Turbidity measurements of the collagen and elastin solutions for the different blends (1:0 C, 1:0.5, 1:1, 1:1.5, 1:2, and 1:5) showed that the addition of elastin increased the sample absorbance at 313 nm after 1000 s when compared to a collagen only solution (1:0 C) (Figure 1) and suggest an increase in fibrillogenesis. Common turbidity measurements, such as total change in absorbance (Δabsorbance) and halftime (t1/2), were calculated to better quantify the sample polymerization2 (Table 2). The addition of elastin caused a 37% increase or more in total change in absorbance when compared to the control group. All of the collagen and elastin blend gel solutions showed a significantly higher total change in absorbance than control but were not significantly different from each other. No significant differences were observed when comparing the halftime measurements for the gel blend solutions with the 1:0 control.
Figure 1.

Turbidity measurements during fibrillogenesis for collagen and elastin blend gel solutions. Addition of elastin significantly increases fibrillogenesis (p < 0.05). Data represents mean ± standard deviation (n = 3).
Table 2.
Δabsorbance and halftime measurements for collagen and elastin blend gels.
| Fibrillogenesis | |||||
|---|---|---|---|---|---|
| Gel Type | N | Δ Absorbance (AU) (Mean ± SD) | P value | Halftime (sec) (Mean ± SD) | P value |
| 1:0 C | 3 | 0.41 ± 0.09 | 1290 ± 131 | ||
| 1:0.5 | 3 | 0.60 ± 0.01 | 0.0007 | 1210 ± 35 | 0.3850 |
| 1:1 | 3 | 0.58 ± 0.02 | 0.0012 | 1240 ± 35 | 0.7619 |
| 1:1.5 | 3 | 0.57 ± 0.02 | 0.0020 | 1230 ± 30 | 0.6305 |
| 1:2 | 3 | 0.56 ± 0.02 | 0.0047 | 1220 ± 17 | 0.5009 |
| 1:5 | 3 | 0.57 ± 0.04 | 0.0021 | 1200 ± 30 | 0.2885 |
One-way ANOVA and Dunnett’s method for comparisons with control were performed.
SD: Standard Deviation.
Elastin addition decreases the collagen D-banding pattern but does not affect collagen fibril diameter.

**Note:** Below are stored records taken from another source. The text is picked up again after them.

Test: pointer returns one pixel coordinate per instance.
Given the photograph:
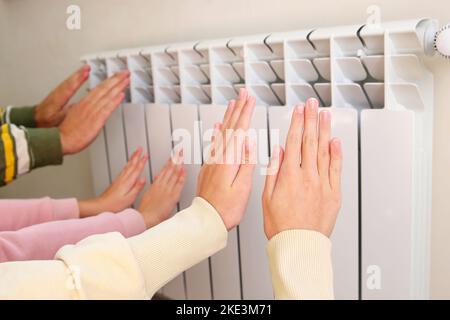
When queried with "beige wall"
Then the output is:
(37, 51)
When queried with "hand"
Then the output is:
(159, 201)
(226, 185)
(86, 118)
(303, 188)
(51, 111)
(122, 193)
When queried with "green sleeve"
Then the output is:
(20, 116)
(23, 149)
(45, 146)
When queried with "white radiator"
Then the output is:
(381, 97)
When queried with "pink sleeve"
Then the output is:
(17, 214)
(42, 241)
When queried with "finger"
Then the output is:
(216, 143)
(104, 87)
(246, 114)
(244, 176)
(229, 112)
(132, 162)
(335, 164)
(137, 170)
(180, 182)
(236, 112)
(136, 189)
(177, 169)
(310, 141)
(66, 89)
(294, 137)
(272, 172)
(166, 172)
(323, 156)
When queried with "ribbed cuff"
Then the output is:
(300, 265)
(132, 221)
(178, 243)
(45, 146)
(22, 116)
(65, 209)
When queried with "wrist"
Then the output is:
(89, 208)
(65, 145)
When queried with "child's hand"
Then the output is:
(122, 192)
(303, 188)
(226, 181)
(159, 201)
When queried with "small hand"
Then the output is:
(85, 119)
(226, 182)
(51, 111)
(303, 187)
(159, 201)
(122, 193)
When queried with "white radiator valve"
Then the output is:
(442, 41)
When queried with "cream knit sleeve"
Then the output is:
(300, 265)
(109, 266)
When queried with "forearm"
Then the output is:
(139, 265)
(42, 241)
(20, 116)
(300, 265)
(16, 214)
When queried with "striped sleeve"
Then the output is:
(23, 149)
(20, 116)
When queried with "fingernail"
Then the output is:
(325, 115)
(299, 109)
(251, 145)
(276, 152)
(313, 104)
(242, 92)
(337, 144)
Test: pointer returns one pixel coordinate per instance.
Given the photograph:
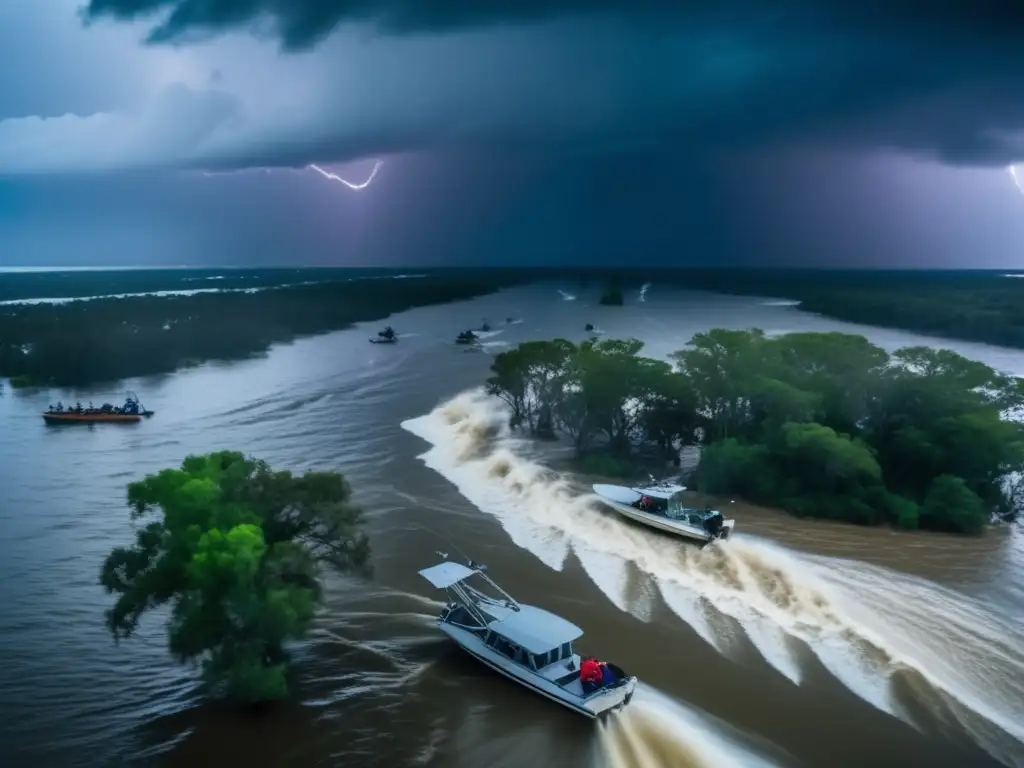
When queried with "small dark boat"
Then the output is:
(387, 336)
(130, 413)
(90, 417)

TEM images were used to measure the D-banding pattern (a light and a dark band) and fibril diameter of collagen fibrils present in a subset (1:0 C, 1:1, and 1:5) of the collagen and elastin blend hydrogels (Figure 2). This subset of conditions was used to verify that collagen fibrils were forming within our hydrogels and that their D-banding pattern remained consistent with that observed in nature. Compared to the D-banding pattern length observed in the control gels, the 1:5 collagen and elastin solutions showed a significant decrease of 0.85 nm in the D-banding pattern observed in the collagen fibrils (Table 3). No significant difference was observed between the 1:0 C and 1:1 collagen and elastin blends.
Figure 2.

Representative TEM images of collagen fibrils observed in 1:0 C, 1:1, and 1:5 collagen and elastin blend gels. TEM images were used to measure D-banding pattern length and fibril diameter. Scale bar: 500 nm.
Table 3.
Average D-banding pattern length and fibril diameter for fibrils observed in the collagen and elastin hydrogels.

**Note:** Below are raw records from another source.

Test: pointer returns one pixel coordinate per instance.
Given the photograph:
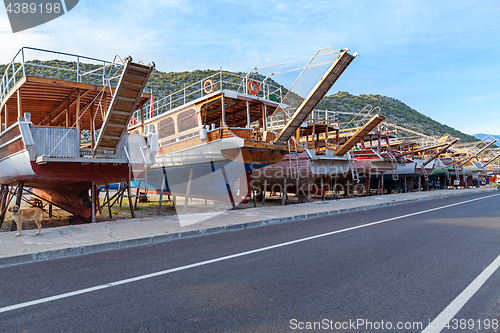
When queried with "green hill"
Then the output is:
(163, 84)
(394, 110)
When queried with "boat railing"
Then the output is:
(324, 117)
(221, 80)
(58, 65)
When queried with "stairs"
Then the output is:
(294, 162)
(315, 96)
(126, 97)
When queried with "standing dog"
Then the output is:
(23, 214)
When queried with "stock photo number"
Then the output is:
(32, 8)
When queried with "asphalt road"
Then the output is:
(374, 271)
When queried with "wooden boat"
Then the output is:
(220, 132)
(44, 121)
(331, 160)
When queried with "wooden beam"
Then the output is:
(142, 118)
(64, 102)
(77, 120)
(6, 116)
(92, 134)
(105, 104)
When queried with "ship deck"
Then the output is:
(57, 103)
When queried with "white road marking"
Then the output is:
(451, 310)
(207, 262)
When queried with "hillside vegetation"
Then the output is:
(162, 84)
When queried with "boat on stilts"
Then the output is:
(63, 127)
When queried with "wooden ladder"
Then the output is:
(127, 95)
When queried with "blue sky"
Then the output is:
(441, 58)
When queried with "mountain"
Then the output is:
(394, 110)
(163, 84)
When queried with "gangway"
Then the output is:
(360, 134)
(436, 155)
(127, 95)
(315, 96)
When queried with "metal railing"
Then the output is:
(27, 62)
(221, 80)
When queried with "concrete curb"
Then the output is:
(95, 248)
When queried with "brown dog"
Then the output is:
(24, 214)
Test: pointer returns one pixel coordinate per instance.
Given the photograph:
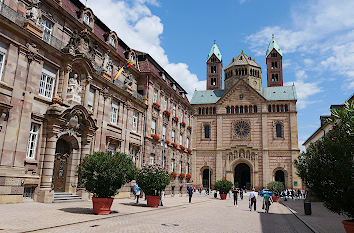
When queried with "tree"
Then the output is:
(327, 166)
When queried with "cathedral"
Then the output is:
(245, 132)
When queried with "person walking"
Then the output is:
(241, 193)
(162, 197)
(190, 193)
(137, 194)
(235, 192)
(253, 199)
(267, 199)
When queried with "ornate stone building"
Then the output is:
(245, 132)
(58, 102)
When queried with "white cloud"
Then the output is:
(140, 29)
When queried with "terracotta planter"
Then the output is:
(348, 225)
(102, 206)
(153, 201)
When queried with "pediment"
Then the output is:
(241, 92)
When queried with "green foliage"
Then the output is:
(327, 167)
(103, 173)
(153, 179)
(276, 187)
(223, 186)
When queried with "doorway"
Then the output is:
(280, 176)
(242, 176)
(62, 153)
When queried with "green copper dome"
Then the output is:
(273, 45)
(215, 50)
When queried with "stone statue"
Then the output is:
(34, 13)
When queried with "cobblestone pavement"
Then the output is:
(321, 219)
(177, 215)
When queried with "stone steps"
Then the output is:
(66, 197)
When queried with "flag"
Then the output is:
(129, 63)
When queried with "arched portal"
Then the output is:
(242, 176)
(280, 176)
(62, 152)
(206, 178)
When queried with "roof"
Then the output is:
(206, 97)
(279, 93)
(215, 50)
(269, 93)
(241, 60)
(273, 45)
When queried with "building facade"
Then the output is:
(58, 101)
(245, 132)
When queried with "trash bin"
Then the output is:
(307, 207)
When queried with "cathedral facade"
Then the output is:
(245, 132)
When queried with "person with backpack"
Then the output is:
(267, 199)
(253, 199)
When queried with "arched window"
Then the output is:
(228, 110)
(279, 130)
(286, 108)
(206, 131)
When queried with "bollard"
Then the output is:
(307, 207)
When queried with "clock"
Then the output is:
(242, 128)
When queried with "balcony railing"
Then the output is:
(11, 15)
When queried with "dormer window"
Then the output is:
(112, 41)
(87, 18)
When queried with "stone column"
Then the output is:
(45, 193)
(65, 81)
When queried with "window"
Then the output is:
(165, 103)
(152, 159)
(114, 112)
(47, 27)
(155, 96)
(46, 86)
(112, 148)
(135, 121)
(173, 136)
(32, 141)
(174, 110)
(112, 41)
(279, 130)
(2, 58)
(172, 165)
(91, 99)
(164, 132)
(206, 131)
(153, 126)
(87, 18)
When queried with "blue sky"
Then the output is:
(316, 36)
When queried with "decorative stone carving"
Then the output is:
(74, 90)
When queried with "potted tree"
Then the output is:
(276, 188)
(223, 186)
(153, 179)
(102, 174)
(327, 166)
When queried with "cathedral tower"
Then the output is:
(214, 69)
(274, 57)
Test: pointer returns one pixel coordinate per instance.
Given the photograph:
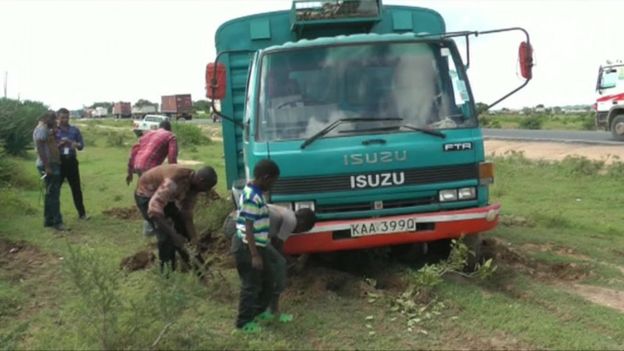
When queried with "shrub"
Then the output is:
(116, 138)
(12, 175)
(189, 135)
(531, 122)
(17, 121)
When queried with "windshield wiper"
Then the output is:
(406, 126)
(335, 124)
(425, 130)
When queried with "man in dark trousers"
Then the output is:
(69, 141)
(169, 192)
(49, 167)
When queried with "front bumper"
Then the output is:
(329, 236)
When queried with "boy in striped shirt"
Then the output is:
(249, 247)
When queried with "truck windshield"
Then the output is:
(417, 84)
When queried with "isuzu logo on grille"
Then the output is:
(378, 180)
(375, 157)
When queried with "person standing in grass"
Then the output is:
(49, 167)
(166, 194)
(69, 142)
(249, 247)
(283, 222)
(151, 151)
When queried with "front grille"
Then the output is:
(414, 176)
(368, 206)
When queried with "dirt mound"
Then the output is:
(19, 260)
(601, 296)
(140, 260)
(128, 213)
(506, 255)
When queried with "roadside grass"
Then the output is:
(524, 305)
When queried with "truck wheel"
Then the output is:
(617, 128)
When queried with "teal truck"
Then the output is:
(368, 111)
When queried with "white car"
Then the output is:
(149, 122)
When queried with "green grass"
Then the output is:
(40, 307)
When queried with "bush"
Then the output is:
(107, 318)
(12, 175)
(189, 135)
(17, 121)
(531, 122)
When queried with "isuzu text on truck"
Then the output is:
(368, 112)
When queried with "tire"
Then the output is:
(617, 128)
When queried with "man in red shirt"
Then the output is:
(152, 150)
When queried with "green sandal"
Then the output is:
(285, 318)
(265, 316)
(251, 328)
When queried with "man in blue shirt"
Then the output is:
(69, 141)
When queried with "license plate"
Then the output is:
(384, 226)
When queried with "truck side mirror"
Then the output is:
(215, 81)
(525, 54)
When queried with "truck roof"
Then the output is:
(342, 39)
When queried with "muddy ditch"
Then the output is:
(124, 213)
(20, 260)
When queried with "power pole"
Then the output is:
(6, 79)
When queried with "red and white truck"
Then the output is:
(609, 104)
(122, 110)
(178, 106)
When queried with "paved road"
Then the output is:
(588, 137)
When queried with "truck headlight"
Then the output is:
(448, 195)
(466, 193)
(287, 205)
(304, 204)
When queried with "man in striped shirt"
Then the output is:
(250, 247)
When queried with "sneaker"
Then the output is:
(251, 328)
(60, 228)
(285, 318)
(265, 316)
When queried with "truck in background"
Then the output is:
(609, 105)
(99, 112)
(122, 110)
(177, 106)
(139, 112)
(368, 111)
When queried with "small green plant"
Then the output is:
(579, 165)
(115, 138)
(418, 302)
(531, 122)
(189, 135)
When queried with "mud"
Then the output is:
(601, 296)
(20, 260)
(555, 151)
(127, 213)
(140, 260)
(506, 255)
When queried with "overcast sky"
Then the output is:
(72, 53)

| D-banding Pattern | Fibril Diameter | ||||
|---|---|---|---|---|---|
| Gel Type | N | Length (nm) (Mean ± SD) | P value | Diameter (nm) (Mean ± SD) | P value |
| 1:0 C | 62 | 68.15 ± 1.58 | 70.62 ± 18.44 | ||
| 1:1 | 46 | 68.25 ± 1.99 | 0.9409 | 72.32 ± 15.04 | 0.8740 |
| 1:5 | 48 | 67.30 ± 2.09 | 0.0366 | 68.90 ± 18.25 | 0.8035 |
One-way ANOVA and Dunnett’s method for comparisons with control were performed.
SD: Standard Deviation.
The fibril diameter of the collagen fibrils present in the collagen and elastin solutions was measured from the TEM images (Figure 2). The results obtained showed no significant differences among the collagen and elastin blends, 1:1 and 1:5, and control (Table 3). Table 3 shows the average fibril diameter, standard deviation, and p values for fibrils present in the 1:0 C, 1:1, and 1:5 gels.
Addition of elastin decreases storage modulus.

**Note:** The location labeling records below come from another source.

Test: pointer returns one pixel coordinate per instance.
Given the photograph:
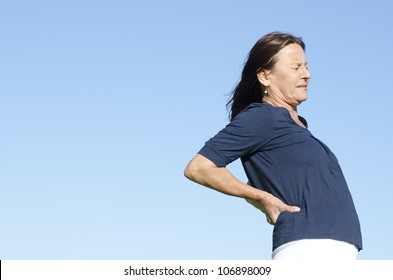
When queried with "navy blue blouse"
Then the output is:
(286, 160)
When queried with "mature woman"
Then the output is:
(294, 178)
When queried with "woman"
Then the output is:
(294, 178)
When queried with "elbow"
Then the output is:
(189, 171)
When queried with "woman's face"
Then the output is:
(290, 76)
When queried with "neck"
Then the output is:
(279, 103)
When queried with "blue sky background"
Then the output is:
(103, 103)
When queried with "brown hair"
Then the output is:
(261, 57)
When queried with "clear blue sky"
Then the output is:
(103, 103)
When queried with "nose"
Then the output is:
(306, 73)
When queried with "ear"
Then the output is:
(263, 78)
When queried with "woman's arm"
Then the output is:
(203, 171)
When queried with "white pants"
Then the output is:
(316, 249)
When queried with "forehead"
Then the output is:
(291, 54)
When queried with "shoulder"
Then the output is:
(257, 111)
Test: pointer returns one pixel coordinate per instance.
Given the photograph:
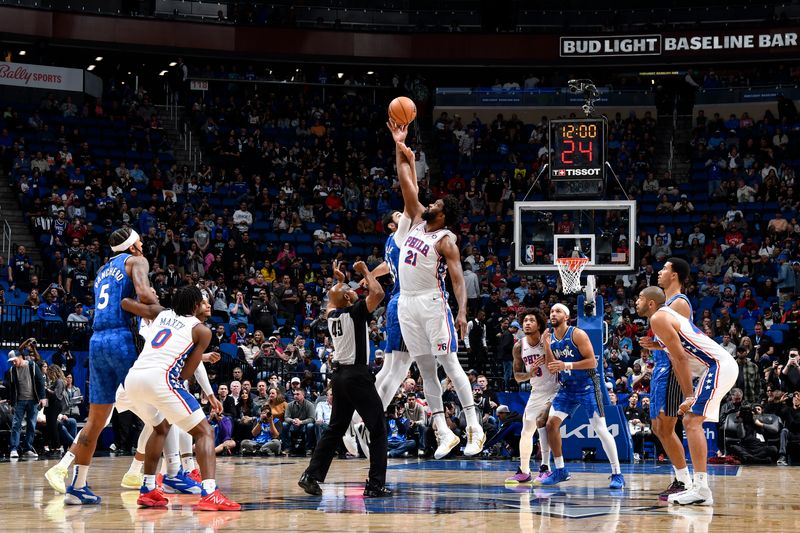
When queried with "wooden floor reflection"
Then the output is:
(463, 496)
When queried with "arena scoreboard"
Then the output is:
(578, 156)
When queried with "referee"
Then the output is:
(353, 384)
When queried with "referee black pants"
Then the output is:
(353, 390)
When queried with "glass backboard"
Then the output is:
(599, 230)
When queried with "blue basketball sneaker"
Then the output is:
(181, 483)
(617, 482)
(81, 496)
(556, 476)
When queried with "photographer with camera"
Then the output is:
(790, 375)
(266, 435)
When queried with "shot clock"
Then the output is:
(578, 156)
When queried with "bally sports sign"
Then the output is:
(664, 45)
(41, 77)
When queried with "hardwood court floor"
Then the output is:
(431, 496)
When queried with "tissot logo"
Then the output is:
(577, 172)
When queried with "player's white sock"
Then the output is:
(544, 446)
(682, 475)
(526, 447)
(598, 423)
(209, 486)
(457, 375)
(150, 481)
(144, 436)
(136, 466)
(66, 461)
(188, 463)
(79, 476)
(184, 441)
(701, 480)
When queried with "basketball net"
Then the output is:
(570, 269)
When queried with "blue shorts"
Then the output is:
(567, 401)
(394, 337)
(112, 353)
(665, 392)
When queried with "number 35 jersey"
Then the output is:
(422, 269)
(167, 344)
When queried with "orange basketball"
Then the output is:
(402, 110)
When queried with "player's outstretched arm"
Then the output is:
(139, 270)
(406, 172)
(520, 376)
(148, 311)
(201, 336)
(448, 249)
(664, 328)
(376, 294)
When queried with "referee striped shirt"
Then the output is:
(350, 334)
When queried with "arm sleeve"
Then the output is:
(202, 379)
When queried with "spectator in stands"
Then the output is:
(25, 386)
(298, 421)
(266, 437)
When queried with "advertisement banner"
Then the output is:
(676, 45)
(41, 77)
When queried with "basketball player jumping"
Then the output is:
(395, 367)
(665, 391)
(569, 351)
(173, 349)
(693, 355)
(112, 351)
(427, 253)
(529, 365)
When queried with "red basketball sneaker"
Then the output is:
(216, 501)
(151, 498)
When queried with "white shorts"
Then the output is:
(427, 324)
(537, 403)
(153, 399)
(713, 384)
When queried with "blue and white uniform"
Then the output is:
(112, 350)
(425, 318)
(579, 388)
(394, 336)
(714, 367)
(665, 391)
(154, 385)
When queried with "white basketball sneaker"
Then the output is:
(447, 441)
(694, 496)
(475, 439)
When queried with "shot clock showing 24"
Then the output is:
(578, 156)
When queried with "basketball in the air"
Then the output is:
(402, 110)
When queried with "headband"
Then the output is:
(563, 308)
(130, 241)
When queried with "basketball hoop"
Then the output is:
(570, 269)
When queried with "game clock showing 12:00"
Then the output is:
(577, 148)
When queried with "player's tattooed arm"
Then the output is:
(140, 269)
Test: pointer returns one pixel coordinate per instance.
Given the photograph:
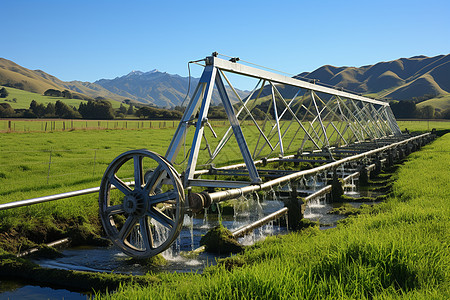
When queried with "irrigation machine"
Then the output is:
(283, 121)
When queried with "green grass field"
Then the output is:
(389, 252)
(24, 98)
(395, 250)
(441, 103)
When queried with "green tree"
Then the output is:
(50, 110)
(38, 109)
(66, 94)
(97, 109)
(64, 111)
(52, 93)
(3, 93)
(122, 109)
(426, 112)
(130, 110)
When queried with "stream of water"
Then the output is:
(111, 259)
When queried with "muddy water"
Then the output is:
(101, 259)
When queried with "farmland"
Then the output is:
(395, 250)
(388, 251)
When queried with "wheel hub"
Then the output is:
(134, 204)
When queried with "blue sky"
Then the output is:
(90, 40)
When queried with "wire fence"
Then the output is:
(25, 171)
(36, 125)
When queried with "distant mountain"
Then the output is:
(37, 81)
(401, 79)
(155, 87)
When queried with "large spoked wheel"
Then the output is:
(145, 220)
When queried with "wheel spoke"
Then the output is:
(163, 197)
(138, 171)
(127, 227)
(119, 184)
(155, 179)
(161, 217)
(114, 210)
(146, 233)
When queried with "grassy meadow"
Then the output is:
(398, 249)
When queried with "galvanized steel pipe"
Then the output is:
(236, 193)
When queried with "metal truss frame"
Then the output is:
(320, 118)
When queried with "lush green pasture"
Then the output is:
(47, 125)
(395, 250)
(424, 125)
(24, 98)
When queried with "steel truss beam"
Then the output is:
(315, 118)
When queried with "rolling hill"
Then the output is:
(37, 81)
(418, 77)
(401, 79)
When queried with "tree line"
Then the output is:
(101, 109)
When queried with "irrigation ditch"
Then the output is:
(319, 196)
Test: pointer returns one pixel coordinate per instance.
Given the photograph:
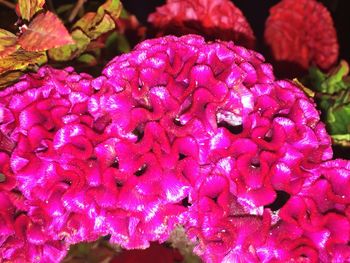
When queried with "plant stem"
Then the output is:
(8, 4)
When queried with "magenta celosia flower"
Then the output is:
(294, 34)
(211, 18)
(176, 132)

All of the collagen and elastin gels showed significantly lower storage moduli from the control (1:0 C) gels by at least 14.6 Pa, except for the 1:0.5 collagen to elastin blend (Figure 3 and Table 4). Figure 3B shows the loss moduli values for the different gel types. The observed loss moduli measurements (Figure 3B) are lower than their corresponding storage moduli measurements (Figure 3A) indicating our hydrogels mainly behave as elastic materials.
Figure 3.

A) Storage moduli and B) loss moduli of gels prepared from mixtures of 1:0 C, 1:0.5, 1:1, 1:1.5, 1:2, and 1:5 collagen type I to elastin. Data (n = 16–18) are represented as the mean ± the standard deviation.
Table 4.
Average storage moduli and standard deviation values for collagen and elastin blend gels at 30°C.
| Storage Moduli | |||
|---|---|---|---|
| Gel Type | N | Storage Modulus (Pa) (Mean ± SD) | P value |
| 1:0 C | 17 | 109.4 ± 13.8 | |
| 1:0.5 | 17 | 99.2 ± 13.7 | 0.0807 |
| 1:1 | 16 | 91.2 ± 14.0 | 0.0039 |
| 1:1.5 | 16 | 86.4 ± 9.5 | 0.0003 |
| 1:2 | 18 | 94.8 ± 11.7 | <0.0001 |
| 1:5 | 18 | 85.7 ± 12.0 | <0.0001 |
One-way ANOVA and Dunnett’s method for comparisons with control were performed.
SD: Standard Deviation.
Autofluorescence parameters react to the addition of elastin.
The emission spectra of the hydrogels (1:0.5, 1:1, 1:1.5, 1:2, and 1:5) upon 355 nm excitation are depicted in Figure 4A, together with the emission spectra of dry collagen type I flakes and elastin powder, for reference. With respect to the collagen spectrum, the emission from the hydrogels is increasingly red-shifted the more elastin is present in the blends.
Figure 4.

A) Spectral emission of collagen type I flakes, elastin powder, and the collagen-elastin hydrogel blends at ratios 1:0.5, 1:1, 1:1.5, 1:2, and 1:5. B) Average fluorescence lifetime of the hydrogels. Points and error bars represent mean and standard deviation of lifetime values from pixels within a central and circular ROI (examples in Ch1–1:0C in C) from all n = 9 gels per group. C) Autofluorescence lifetime maps for groups 1:0 C, 1:1, and 1:5 in channels 1 (ch1), 2 (ch2), and 3 (ch3). Scale bar = 5 mm.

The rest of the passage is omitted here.